| Firmographics | Digital Risk Exposure |
| Industry: Insurance Size: 3,000+ Executives Enrolled: 12 Employees Enrolled: 0 | VanishID discovered 702 breaches and 29 cleartext credentials in the span of 3 months. VanishID removed 47,960 pieces of exposed PII in 9 months. |
Executive Summary
A leading insurance company partnered with VanishID to address a critical cybersecurity vulnerability: the massive exposure of personal identifiable information (PII) of their executives and employees.
This exposed personal data was fueling social engineering attacks, online harassment, and physical threats against executives and their families. The company chose VanishID for its managed service approach and speed to deployment. Within weeks, protection was in place and each executive had received a personalized Privacy Briefing—ensuring leadership understood both their exposure and their protection.
Within three months, VanishID removed over 17,706 pieces of exposed PII and reduced digital risk across enrolled users by 35%. This dramatic reduction in the company’s human attack surface has significantly strengthened their overall security posture against data-driven threats.
The Challenge: A Visible Digital Footprint
As a prominent player in the insurance sector, the company faced unique security challenges. A wave of of publicized harassment incidents targeting corporate executives prompted leadership to act. The insurance industry presents unique exposure: decisions on claims can leave customers angry, and that frustration increasingly manifests as targeted harassment and threats against decision-makers. Initial scans revealed alarming exposure levels:
- A total of 47,960 pieces of PII was removed in a 9 month span across enrolled users, which included 12 executives.
- The largest category of removed exposed PII was family, with 14,095 pieces of information. 7,722 pieces of exposed PII relating to contact information were removed.
- 2,033 breaches and 86 cleartext credentials were discovered across enrolled users in nine months.
This extensive digital exposure created a perfect environment for sophisticated social engineering attacks, with personal data readily available to craft convincing phishing attempts, impersonation scams, and targeted attacks against key decision-makers.
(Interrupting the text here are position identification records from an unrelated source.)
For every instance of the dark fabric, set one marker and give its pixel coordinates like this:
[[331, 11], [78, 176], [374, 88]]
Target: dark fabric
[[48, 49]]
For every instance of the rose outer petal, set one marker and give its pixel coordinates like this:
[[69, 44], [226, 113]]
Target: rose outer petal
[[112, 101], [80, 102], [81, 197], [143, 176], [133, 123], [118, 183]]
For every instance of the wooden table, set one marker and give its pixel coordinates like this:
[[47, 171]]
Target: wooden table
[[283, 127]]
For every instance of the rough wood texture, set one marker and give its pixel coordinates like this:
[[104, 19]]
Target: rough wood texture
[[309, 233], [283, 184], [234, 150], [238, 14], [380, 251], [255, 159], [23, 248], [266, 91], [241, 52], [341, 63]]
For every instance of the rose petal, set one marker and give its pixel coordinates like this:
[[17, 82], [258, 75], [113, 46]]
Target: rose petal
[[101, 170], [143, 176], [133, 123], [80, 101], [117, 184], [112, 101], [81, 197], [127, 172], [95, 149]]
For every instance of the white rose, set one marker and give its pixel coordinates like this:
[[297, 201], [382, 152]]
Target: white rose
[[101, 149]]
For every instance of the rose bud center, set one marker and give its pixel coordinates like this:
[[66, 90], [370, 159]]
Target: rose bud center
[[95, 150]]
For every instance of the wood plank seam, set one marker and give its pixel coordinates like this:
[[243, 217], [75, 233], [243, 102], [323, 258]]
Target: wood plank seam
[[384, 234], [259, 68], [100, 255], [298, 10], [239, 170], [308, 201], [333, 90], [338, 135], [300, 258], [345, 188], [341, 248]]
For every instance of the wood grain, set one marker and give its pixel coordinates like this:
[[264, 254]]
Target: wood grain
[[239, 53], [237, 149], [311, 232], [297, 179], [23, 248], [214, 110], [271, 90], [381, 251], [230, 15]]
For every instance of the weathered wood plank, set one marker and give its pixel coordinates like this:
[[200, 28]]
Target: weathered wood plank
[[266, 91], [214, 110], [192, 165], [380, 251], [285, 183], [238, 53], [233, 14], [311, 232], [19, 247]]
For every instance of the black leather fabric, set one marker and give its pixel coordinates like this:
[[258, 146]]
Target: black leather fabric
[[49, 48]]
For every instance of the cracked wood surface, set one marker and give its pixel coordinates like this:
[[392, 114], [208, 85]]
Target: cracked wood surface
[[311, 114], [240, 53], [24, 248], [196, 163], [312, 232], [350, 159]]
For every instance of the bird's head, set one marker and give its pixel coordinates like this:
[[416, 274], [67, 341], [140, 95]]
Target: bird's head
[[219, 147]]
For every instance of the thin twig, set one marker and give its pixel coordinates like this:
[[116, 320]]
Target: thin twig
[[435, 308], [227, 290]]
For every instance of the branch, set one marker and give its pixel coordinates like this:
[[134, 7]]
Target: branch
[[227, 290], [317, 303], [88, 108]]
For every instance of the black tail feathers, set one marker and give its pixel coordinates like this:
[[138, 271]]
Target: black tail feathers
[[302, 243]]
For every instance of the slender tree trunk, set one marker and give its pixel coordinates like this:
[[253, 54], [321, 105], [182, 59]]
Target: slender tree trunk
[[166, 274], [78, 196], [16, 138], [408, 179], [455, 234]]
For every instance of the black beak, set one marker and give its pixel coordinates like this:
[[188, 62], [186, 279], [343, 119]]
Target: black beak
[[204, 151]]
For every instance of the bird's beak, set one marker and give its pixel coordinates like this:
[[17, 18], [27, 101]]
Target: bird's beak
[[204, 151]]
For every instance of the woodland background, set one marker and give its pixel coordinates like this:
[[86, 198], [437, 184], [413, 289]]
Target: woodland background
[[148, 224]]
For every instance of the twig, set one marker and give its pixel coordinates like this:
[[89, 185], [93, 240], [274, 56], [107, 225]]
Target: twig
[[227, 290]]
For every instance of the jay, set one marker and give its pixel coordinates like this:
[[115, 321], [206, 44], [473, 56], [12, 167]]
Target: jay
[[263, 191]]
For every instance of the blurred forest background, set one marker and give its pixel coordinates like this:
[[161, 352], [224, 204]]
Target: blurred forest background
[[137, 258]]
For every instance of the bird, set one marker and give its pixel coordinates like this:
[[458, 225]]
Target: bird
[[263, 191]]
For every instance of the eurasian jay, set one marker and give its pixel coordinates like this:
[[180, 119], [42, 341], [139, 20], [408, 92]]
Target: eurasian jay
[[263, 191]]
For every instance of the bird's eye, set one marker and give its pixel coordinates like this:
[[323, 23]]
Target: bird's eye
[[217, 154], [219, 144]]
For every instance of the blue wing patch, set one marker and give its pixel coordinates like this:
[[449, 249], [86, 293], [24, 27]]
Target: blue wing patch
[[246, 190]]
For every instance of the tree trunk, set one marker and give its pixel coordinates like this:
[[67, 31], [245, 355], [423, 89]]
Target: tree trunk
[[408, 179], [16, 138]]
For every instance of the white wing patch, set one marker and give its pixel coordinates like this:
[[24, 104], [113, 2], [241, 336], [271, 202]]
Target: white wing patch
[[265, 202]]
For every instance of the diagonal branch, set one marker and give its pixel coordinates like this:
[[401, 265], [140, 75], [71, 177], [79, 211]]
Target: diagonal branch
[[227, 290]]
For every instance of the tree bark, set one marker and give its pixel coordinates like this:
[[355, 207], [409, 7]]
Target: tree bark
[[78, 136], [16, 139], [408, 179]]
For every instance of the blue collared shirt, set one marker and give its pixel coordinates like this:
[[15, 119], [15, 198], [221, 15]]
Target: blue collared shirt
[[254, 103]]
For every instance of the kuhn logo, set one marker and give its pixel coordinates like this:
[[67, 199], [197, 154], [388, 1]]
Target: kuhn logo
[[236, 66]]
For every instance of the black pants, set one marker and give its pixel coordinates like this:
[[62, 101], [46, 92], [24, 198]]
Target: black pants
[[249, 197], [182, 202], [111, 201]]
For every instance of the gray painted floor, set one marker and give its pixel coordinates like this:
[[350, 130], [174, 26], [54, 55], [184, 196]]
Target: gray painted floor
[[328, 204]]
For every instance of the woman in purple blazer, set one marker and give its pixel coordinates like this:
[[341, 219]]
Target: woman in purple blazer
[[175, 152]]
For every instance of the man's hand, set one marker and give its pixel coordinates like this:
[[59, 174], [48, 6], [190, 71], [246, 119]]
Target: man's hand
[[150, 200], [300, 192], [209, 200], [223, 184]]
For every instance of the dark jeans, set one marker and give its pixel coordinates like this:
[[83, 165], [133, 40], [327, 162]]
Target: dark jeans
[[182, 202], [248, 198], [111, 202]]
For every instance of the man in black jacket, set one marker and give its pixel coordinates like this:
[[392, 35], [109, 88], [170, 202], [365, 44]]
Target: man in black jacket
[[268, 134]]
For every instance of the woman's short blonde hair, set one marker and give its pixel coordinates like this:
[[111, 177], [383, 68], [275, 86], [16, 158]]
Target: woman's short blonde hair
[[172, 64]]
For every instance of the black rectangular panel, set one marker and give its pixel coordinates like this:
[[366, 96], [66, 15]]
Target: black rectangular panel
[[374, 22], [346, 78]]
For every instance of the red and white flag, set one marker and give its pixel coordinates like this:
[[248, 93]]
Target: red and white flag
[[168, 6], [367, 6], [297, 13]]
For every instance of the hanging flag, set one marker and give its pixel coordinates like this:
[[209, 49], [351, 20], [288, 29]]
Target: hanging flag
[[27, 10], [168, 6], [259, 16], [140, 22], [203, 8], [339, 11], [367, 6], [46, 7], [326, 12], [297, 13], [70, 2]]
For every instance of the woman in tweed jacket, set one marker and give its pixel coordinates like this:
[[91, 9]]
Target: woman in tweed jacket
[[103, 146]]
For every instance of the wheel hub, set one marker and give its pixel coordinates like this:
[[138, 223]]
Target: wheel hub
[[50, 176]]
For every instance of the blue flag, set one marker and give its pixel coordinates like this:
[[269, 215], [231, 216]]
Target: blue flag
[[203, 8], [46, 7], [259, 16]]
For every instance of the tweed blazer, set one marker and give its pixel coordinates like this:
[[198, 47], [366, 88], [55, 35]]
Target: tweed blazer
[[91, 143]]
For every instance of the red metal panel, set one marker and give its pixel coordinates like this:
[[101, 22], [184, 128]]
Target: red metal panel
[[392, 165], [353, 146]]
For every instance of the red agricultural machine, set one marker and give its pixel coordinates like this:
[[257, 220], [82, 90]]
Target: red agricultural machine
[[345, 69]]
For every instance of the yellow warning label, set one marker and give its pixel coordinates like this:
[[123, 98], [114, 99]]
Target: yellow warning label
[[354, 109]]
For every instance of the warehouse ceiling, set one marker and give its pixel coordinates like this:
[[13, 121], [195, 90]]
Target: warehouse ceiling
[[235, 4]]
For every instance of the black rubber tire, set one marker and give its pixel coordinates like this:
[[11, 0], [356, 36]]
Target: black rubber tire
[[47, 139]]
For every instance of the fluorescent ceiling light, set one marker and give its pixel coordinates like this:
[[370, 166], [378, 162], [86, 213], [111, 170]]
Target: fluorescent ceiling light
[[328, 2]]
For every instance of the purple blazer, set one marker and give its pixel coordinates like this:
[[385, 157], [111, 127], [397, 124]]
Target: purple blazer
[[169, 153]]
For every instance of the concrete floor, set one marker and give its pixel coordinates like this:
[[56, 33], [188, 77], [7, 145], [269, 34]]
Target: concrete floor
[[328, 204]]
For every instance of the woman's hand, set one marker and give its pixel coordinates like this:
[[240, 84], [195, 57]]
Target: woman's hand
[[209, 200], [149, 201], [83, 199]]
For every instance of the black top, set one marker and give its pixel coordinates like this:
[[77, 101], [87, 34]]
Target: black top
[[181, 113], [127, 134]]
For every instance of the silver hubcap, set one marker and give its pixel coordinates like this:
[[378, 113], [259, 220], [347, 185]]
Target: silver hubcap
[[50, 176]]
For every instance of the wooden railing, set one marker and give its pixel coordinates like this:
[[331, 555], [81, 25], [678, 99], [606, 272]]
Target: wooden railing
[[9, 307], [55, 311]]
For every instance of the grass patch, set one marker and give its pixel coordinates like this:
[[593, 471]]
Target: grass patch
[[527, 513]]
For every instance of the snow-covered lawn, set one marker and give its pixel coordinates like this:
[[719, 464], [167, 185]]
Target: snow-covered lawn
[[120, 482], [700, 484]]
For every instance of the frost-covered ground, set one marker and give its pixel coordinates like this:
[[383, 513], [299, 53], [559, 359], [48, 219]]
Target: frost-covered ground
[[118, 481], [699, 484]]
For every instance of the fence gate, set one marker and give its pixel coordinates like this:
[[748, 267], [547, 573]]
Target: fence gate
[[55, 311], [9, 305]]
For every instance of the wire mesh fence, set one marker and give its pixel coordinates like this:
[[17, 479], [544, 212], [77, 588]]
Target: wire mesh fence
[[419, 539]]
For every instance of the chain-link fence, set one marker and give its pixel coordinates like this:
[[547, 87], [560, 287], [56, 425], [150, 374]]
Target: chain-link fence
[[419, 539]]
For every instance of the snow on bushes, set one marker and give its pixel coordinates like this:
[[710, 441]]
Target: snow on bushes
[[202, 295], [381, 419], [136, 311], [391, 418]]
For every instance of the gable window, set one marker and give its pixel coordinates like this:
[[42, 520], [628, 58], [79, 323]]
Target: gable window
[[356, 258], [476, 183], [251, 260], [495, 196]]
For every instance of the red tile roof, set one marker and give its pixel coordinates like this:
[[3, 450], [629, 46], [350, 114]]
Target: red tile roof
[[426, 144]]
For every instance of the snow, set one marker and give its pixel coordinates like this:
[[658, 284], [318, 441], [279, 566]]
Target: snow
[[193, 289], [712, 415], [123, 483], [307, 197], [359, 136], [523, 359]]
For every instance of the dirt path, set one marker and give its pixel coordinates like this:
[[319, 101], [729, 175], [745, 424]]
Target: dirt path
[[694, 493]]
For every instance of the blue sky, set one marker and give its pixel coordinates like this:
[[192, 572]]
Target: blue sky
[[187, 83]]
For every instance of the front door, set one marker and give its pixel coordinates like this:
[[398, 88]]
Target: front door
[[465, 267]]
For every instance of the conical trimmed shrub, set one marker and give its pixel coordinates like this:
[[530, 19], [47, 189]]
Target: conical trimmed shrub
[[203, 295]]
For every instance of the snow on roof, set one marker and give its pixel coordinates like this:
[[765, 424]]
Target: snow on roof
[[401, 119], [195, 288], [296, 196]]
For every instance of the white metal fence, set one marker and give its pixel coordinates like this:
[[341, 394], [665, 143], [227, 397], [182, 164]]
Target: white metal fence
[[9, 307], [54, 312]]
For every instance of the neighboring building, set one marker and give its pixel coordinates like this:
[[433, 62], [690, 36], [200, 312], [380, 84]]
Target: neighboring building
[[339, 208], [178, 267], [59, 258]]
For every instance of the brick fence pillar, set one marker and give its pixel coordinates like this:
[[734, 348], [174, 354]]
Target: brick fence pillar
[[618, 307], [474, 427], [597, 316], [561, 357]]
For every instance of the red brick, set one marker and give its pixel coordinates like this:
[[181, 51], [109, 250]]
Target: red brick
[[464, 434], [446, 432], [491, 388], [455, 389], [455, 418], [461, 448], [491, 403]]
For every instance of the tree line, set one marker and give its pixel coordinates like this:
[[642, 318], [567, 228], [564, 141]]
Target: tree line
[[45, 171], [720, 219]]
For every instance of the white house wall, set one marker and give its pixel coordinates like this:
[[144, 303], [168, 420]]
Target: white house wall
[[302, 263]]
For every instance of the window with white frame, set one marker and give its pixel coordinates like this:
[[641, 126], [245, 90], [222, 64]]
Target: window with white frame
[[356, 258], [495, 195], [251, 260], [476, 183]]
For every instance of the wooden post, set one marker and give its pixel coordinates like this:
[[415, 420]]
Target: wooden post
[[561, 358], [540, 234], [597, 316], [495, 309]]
The Solution: Continuous PII Removal
VanishID implemented its automated solution, requiring minimal effort from the insurance company’s security team. The implementation included:
- Enterprise-Wide Protection: Enrolling 12 executives and 6 family members in VanishID’s continuous PII removal service
- User Reconciliation: Coordinating with the healthcare company to update enrolled user lists and establish ongoing provisioning and de-provisioning processes
- Executive Family Focus: Launching a focused effort to increase family member enrollment, recognizing that executives’ family members often represent an overlooked vulnerability
- Continuous Monitoring and Removal: Deploying automated scanning and removal technology to identify and eliminate PII from data broker sites continuously
The simplicity of implementation was a key advantage—VanishID required only employee names and work emails to begin the protection process, with initial results appearing within 24-48 hours.
Powerful Results: Measurable Risk Reduction
The impact of VanishID’s protection was substantial and measurable:
Protection Results:
- 35% reduction in overall digital risk
- 47,960 pieces of PII removed
- 2,033 breaches discovered
- 86 cleartext credentials discovered
Removal of numerous exposed profiles:
- 14,000+ pieces of family PII
- 9,400+ pieces of network PII
- 7,700+ pieces of contact information
- 8,100+ pieces of background PII
Initial Digital Risk Scores
Current Digital Risk Scores
Understanding Risk Measurement and Mitigation
In the charts above, every dot is an employee. The X axis shows the target’s overall value, and the Y axis shows the target’s accessibility.
Access: The Access score measures how accessible a person appears to threat actors outside your perimeter. Scoring includes overall vitals, biographics, openness, and activity metrics.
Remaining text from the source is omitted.